Small business lending decreased by 9.7 percent in December 2018, according to recent data from lending solutions provider PayNet.
December 2018 Small Business Lending Index
This could be an indication of small business confidence slowing as we enter 2019. Small business lending is often used as a gauge of economic health and confidence. So any slowdown in those rates is not a great sign for the economy.
There are several likely reasons why this shift may have happened in December. PayNet points out that the recent U.S. government shutdown that started late in December was probably part of it. However, the company does believe that there are other factors at play as well.
Bill Phelan, CEO of PayNet, said in an email to Small Business Trends, “This data tells us that small businesses across the country started to show signs of cautiousness during the last few months of 2018. While the shutdown that began in the last week of December may have played a role in lowering confidence, small businesses likely saw gridlock coming as a result of the midterm elections and halted borrowing as a result.”
In addition to the lending slowdown between November and December, PayNet’s Small Business Lending Index also fell 7 percent from December 2017 and December 2018, which represents the first year-over-year decline since September 2017. So this is part of a larger declining trend, rather than a simple outlier that represents one troubling month.
Phelan adds, “With the three-month moving average making its fourth decrease in five months, we think there is something more substantial at play that is causing Main Street to rethink its more aggressive growth plans for this year—which we believe will have real economic impact in the next quarter.”

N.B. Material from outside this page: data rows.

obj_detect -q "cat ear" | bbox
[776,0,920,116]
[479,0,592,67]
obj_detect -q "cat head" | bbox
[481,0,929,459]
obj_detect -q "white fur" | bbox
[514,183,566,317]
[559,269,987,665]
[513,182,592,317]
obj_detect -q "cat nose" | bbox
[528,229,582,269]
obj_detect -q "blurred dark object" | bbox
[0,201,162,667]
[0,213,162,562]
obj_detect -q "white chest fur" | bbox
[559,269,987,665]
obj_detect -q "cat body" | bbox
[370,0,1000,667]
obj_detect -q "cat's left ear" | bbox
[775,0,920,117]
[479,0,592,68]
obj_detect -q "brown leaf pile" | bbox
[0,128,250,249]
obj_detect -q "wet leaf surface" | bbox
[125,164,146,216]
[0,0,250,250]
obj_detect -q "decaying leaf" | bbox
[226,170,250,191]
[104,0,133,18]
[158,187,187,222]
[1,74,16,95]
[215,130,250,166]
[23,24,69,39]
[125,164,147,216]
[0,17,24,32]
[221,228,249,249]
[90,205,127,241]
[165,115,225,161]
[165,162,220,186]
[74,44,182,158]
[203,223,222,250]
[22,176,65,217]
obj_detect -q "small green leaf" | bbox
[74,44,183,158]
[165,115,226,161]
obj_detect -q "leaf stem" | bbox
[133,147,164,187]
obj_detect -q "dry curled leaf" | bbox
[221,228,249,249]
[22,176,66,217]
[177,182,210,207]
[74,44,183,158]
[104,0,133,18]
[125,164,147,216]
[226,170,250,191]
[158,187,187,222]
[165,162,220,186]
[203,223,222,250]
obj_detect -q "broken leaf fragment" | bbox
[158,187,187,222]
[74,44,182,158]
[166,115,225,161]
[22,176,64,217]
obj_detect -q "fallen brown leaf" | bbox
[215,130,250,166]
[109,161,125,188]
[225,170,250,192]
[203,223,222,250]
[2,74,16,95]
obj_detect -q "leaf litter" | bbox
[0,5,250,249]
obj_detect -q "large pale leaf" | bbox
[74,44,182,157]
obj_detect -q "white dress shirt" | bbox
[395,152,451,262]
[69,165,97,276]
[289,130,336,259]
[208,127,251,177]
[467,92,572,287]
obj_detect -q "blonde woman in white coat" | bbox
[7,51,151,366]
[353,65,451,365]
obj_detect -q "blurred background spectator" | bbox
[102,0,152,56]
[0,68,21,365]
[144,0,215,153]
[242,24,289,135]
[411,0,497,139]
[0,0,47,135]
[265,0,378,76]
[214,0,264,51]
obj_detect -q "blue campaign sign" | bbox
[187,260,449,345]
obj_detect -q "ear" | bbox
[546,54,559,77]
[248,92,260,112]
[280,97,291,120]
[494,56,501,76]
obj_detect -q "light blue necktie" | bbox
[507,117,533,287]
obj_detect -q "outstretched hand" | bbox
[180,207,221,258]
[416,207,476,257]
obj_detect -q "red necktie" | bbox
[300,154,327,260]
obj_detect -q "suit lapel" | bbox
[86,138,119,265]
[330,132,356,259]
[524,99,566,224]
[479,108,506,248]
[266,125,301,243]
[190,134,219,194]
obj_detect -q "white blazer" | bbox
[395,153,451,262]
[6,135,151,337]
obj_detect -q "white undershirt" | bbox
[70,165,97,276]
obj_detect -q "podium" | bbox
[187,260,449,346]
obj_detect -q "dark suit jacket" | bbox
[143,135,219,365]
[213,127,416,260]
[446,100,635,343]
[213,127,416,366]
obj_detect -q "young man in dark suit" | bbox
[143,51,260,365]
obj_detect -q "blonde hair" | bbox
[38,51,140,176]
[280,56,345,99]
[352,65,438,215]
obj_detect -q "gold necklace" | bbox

More specifically, PayNet found that lending slowed in seven of the top industries, with the biggest declines in accommodation and food service, public administration and professional, scientific and technical services.
In addition, PayNet’s Small Business Delinquency Index rose by 2 basis points in December, with a jump of 8 basis points in a year-over-year basis. Basically, this shows that there has been a small but steady increase in the number of small businesses that are unable to make loan payments on time.
Overall, small business confidence and overall economic health remain relatively high. But these findings do display some potentially troubling trends. Small businesses aren’t necessarily feeling as confident in their ability to grow and obtain financing that they’ll be able to pay back in a timely fashion. PayNet believes this will start to make an impact on the economy as a whole in fairly short order.